Though some Democrats who left their posts in the attempt to block the election bill pledged to return their per diem payment, records show that only a few did so.
Some House Republicans sought to punish the quorum breakers by stripping chairmanships and implementing fines for similar situations in the future, but those proposals did not get approved by the end of the last special session.
Beckley’s announcement that she’ll be donating the taxpayer funds that she received to a Planned Parenthood facility in North Texas comes amidst controversy over the state’s “Heartbeat Act,” which went into effect at the beginning of September.
That legislation made it illegal to abort a child in Texas when a heartbeat can be detected, though the policy is enforced by allowing anyone in the state to sue those other than the mother who assist in the illegal abortion.

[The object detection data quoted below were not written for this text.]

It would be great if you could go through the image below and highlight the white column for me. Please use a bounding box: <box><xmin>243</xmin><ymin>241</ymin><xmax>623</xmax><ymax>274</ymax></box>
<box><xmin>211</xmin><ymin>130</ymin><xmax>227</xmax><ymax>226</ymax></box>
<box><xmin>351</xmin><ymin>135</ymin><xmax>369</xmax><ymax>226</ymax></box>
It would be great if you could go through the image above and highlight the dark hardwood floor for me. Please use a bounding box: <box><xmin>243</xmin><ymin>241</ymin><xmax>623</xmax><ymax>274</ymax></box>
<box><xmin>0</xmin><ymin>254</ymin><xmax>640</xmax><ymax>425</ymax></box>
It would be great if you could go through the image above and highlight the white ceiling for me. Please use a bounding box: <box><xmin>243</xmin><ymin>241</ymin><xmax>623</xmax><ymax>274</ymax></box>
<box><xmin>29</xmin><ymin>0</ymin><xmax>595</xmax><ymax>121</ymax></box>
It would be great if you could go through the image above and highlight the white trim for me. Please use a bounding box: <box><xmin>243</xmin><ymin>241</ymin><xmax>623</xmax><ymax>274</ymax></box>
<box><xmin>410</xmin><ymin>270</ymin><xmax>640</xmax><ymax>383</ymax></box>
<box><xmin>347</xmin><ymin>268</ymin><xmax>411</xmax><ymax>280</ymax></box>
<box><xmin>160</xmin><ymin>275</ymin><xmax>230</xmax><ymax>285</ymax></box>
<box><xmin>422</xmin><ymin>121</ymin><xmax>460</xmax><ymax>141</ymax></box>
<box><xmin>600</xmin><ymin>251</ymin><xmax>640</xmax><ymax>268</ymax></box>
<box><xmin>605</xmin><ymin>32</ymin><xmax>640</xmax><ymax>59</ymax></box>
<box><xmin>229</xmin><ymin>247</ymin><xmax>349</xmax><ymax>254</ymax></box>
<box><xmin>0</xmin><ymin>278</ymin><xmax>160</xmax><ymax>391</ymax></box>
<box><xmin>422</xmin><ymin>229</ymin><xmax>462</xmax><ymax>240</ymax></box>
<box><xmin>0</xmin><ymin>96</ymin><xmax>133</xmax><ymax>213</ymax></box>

The bill was approved by Texas lawmakers in May, mostly along party lines.
Though most Democrats including Beckley voted against the bill, no effort was made to stop it from becoming law through a quorum bust like the House Democrats tried with the election bill.
Planned Parenthood is known for its abortion operations and advocacy, including joining lawsuits targeting the Texas Heartbeat Act, but Beckley emphasized the other services the organization says it provides.
“As a small business owner, who didn’t have access to affordable healthcare, I used Planned Parenthood for years and know firsthand the importance of the healthcare services they provide,” said Beckley. “From breast and cervical cancer screenings to birth control and pregnancy planning to testing and treatment for sexually transmitted infections and gender affirming therapy, the work Planned Parenthood does in our Texas communities is absolutely indispensable.”
“If the Republican-led legislature really wanted to ensure that Texas women don’t get abortions, they would join me in contributing to Planned Parenthood, furthering their mission of providing access to affordable reproductive healthcare.”
Though currently the only Democrat in the state legislature from Denton County, Beckley isn’t planning on returning in 2023. Instead, she’s launched a campaign for Texas’ 24th Congressional District, currently held by Rep. Beth Van Duyne (R-TX-24).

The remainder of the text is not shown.